Usually, barista editions of plant-based milks are more expensive, owing to their chemical properties and how they react to heating and frothing. But all of milkadamia’s milks are — “for simplicity reasons” — the same price: £3.49. While that is hefty for an alt-milk, Downey points to the general high cost of macadamias as a nut.
Rounding up their arsenal are three creamers — unsweetened, vanilla, and unsweetened vanilla — and their latest launch, the Salted Buttery Spread. “It’s made to replace dairy butter, which is different from a macadamia nut butter,” says Downey. “But that would be delicious.” Currently, the butter isn’t available in the UK, but the milk can be found in health stores like Whole Foods and online at Amazon.
Part of milkadamia milks’ appeal is in their similarities with dairy. Downey highlights that a major factor in developing their products was to attract interest from people who find it hard to give up dairy. “milkadamia is smooth, creamy and mild,” she says. “it is not ingredient-forward like oat or almond, which makes it an easy, delicious swap out for cow’s milk.”
But while it’s not as widely accessible, milkadamia’s aim aligns with other non-dairy companies. “We want to turn the tide away from the destructive practices of dairy, from their impact on the environment to their abusive mistreatment of sentient beings,” says Downey, explaining the brand’s goal to “transform the burgeoning eco-anxiety of millions into what is bearable, useful and motivating”.
It’s an important point, and one that’s been discussed a lot. The environmental impact of dairy alternatives is much more positive than cow’s milk, and milkadamia’s strategy is to employ regenerative farming. “It offers the hope that we can turn the food chain from being part of the problem to a solid part of the solution,” Downey says.
Located in Australia’s Northern Rivers region, the Jindilli farm is the “ancient home of macadamias”, noted for its focus on sustainability and eco-friendly farming practices. That’s where milkadamia’s raw material was originally born out of.
Jindilli’s producers focus on soil life, not chemistry, to create biologically active soils with higher resilience. “Creating an ideal home for the swarming billions of microorganisms that make up soil-life is the main focus,” notes Downey. “Healthy trees and abundant crops are a side benefit of good soil.”

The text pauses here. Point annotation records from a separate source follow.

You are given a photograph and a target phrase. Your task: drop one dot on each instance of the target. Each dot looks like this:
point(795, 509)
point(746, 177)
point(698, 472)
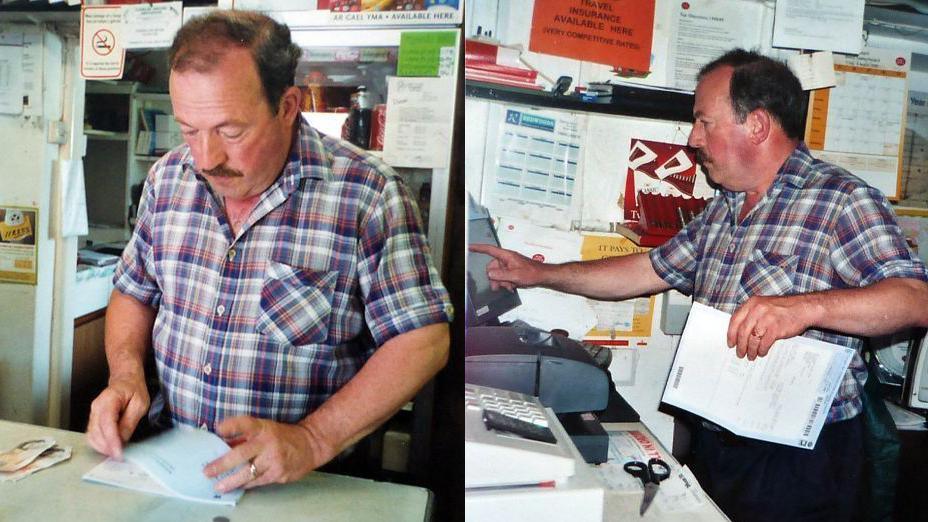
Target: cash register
point(520, 462)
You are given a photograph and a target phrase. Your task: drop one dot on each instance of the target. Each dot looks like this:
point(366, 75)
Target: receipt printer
point(554, 368)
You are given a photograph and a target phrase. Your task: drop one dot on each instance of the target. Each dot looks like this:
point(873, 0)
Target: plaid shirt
point(330, 264)
point(817, 228)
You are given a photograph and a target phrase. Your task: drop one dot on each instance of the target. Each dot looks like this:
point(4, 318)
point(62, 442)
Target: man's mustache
point(223, 172)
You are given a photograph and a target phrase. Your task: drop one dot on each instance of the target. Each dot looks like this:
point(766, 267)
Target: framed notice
point(18, 248)
point(616, 33)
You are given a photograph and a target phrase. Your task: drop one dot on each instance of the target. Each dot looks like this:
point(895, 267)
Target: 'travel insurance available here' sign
point(611, 32)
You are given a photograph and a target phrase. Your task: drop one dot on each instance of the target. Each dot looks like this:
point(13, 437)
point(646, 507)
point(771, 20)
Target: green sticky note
point(427, 53)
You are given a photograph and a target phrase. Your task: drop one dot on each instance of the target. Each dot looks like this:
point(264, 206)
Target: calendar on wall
point(859, 124)
point(915, 153)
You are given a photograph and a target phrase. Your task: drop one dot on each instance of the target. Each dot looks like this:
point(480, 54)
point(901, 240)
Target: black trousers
point(757, 481)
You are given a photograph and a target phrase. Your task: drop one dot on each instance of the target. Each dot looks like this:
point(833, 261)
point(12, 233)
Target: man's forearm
point(882, 308)
point(128, 335)
point(613, 278)
point(389, 379)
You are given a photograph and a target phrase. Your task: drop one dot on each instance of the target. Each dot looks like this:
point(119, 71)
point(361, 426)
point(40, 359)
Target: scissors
point(651, 475)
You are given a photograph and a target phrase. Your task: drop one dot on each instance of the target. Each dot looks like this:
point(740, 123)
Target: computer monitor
point(484, 304)
point(917, 379)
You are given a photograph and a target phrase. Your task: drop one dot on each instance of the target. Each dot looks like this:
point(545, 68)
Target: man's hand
point(510, 269)
point(115, 413)
point(762, 320)
point(280, 453)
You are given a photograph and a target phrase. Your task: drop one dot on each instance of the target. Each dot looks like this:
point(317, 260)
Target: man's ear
point(291, 103)
point(759, 124)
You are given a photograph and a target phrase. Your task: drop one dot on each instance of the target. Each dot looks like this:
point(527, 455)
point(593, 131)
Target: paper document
point(783, 397)
point(169, 464)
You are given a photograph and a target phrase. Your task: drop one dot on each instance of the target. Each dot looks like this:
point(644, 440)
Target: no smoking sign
point(102, 54)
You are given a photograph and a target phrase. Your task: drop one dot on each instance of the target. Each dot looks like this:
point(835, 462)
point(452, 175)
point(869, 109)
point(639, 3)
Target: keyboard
point(511, 439)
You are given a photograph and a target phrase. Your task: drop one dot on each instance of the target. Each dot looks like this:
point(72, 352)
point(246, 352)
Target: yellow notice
point(619, 323)
point(18, 246)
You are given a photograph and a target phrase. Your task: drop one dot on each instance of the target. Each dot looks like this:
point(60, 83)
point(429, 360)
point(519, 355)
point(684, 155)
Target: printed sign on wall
point(610, 32)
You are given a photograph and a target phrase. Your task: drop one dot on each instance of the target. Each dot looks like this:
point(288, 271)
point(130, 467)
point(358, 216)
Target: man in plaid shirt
point(280, 276)
point(791, 246)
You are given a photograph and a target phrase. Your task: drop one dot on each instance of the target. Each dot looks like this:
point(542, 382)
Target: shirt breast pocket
point(769, 273)
point(296, 304)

She explains that the first rule to create biodiverse conditions is to mess with the soil less: “We supply the soil beneficial organic matter in the form of our own compost. The Jindilli farm cooperates with neighbouring farms, blending all our combined organic matter into compost, which is then shared.”
They have no irrigation systems in place because macadamia trees naturally grow in the wild, so they’re a fit with the climate. “Healthy undisturbed soil sequesters significant quantities of carbon dioxide,” Downey says. “Regenerative farming isn’t only about enabling clean water and clean food, it gives us clean air as well.”